Altice launched a fully financed €7 billion ($8.8 billion) offer to buy Portugal Telecom from Oi in a move that could also boost the Brazil-based group's plan to focus on a joint bid for Telecom Italia's TIM Brasil unit.
Multinational cable and telecoms operator Altice, which has only just won approval to buy France's SFR, said it has offered to buy the existing business of Portugal Telecom outside of Africa, but is not including Portugal Telecom's Rio Forte debt securities, Oi treasury shares, or Portugal Telecom financing vehicles in its bid. If the offer is accepted, Altice said the transaction would be financed by new debt and existing cash.
The group controlled by billionaire Patrick Drahi has made no secret of the fact that it is looking at opportunities in every country where it is present and is a strong advocate of fixed and mobile convergence as well as in-market consolidation. In Portugal, the company already operates Cabovisao; the addition of mobile and fixed assets from Portugal Telecom, which provides converged offerings under the MEO brand, would complement its existing cable services.
"Altice needs a 'strategic' solution for Cabovisao, and M&A is one such option," Jefferies analysts said, noting that the Cabovisao business "has been materially under-performing its fixed-line competition."
Speculation that Altice would offer to buy Portugal Telecom first emerged in early October, and coincided with the resignation of the then CEO of Oi, Zeinal Bava. If successful, the Altice bid could also bolster Oi's plans to drive the consolidation of the mobile market in Brazil.
Indeed, it was reported last week that Oi, America Movil, and Spain's Telefónica agreed to place a joint bid worth around BRL32 billion (€10 billion/$13 billion) for TIM Participações SA, the Brazilian unit of Telecom Italia.

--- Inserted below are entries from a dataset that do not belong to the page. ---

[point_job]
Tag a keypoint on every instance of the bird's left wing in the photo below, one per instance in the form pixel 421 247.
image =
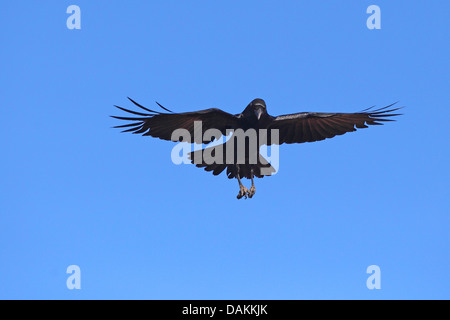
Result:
pixel 316 126
pixel 162 125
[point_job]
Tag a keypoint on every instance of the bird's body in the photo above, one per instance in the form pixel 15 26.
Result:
pixel 240 156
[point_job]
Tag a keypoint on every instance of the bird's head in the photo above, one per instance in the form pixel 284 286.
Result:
pixel 257 108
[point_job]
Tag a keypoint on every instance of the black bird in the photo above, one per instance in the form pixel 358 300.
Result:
pixel 292 128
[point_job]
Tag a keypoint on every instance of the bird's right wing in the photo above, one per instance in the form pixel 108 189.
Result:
pixel 316 126
pixel 162 125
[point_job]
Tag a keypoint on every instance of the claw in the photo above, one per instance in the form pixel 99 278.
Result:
pixel 243 191
pixel 252 191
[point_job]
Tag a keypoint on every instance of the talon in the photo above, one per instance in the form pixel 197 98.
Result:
pixel 252 191
pixel 243 191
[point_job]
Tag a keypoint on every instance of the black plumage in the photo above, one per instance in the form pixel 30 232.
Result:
pixel 292 128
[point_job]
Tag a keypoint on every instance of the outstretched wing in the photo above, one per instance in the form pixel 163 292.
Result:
pixel 316 126
pixel 162 125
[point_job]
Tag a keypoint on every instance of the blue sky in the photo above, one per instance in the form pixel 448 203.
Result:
pixel 76 192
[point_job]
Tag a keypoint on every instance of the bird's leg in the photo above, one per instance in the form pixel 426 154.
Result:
pixel 252 191
pixel 243 191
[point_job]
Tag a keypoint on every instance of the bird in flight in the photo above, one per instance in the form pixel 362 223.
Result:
pixel 240 154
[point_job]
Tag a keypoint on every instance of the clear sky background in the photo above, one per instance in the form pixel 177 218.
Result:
pixel 74 191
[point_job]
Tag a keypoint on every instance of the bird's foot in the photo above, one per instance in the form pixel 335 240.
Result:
pixel 243 191
pixel 252 191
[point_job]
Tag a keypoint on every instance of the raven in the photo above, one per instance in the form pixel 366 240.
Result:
pixel 291 128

According to Reuters, Telecom Italia had yet to receive any offer for TIM Brasil, chairman Giuseppe Recchi said on Friday.
In Jefferies view, the offer by Altice has got the ball rolling on Brazilian mobile consolidation: "The primary driver for the Portuguese divestment is to improve financial flexibility in advance of launching an Oi-led bid for TIM Brazil [sic]," the analysts said.
However, Jefferies noted that because the Portuguese divestment gives Oi only 19.1 billion reais of cash, "we wouldn't immediately assume that the Portuguese divestment pre-disposes Oi towards a successful TIM Brazil [sic] take-out, but it does at least move it materially closer."
It has previously been speculated that Telecom Italia, which has so far stressed that TIM Brasil is a strategic asset, would be more open to selling the unit if its plan to buy Brazilian fixed-line operator GVT fell through. In August, Vivendi confirmed that it had entered into exclusive negotiations with Telefónica on the Spanish company's offer to buy GVT.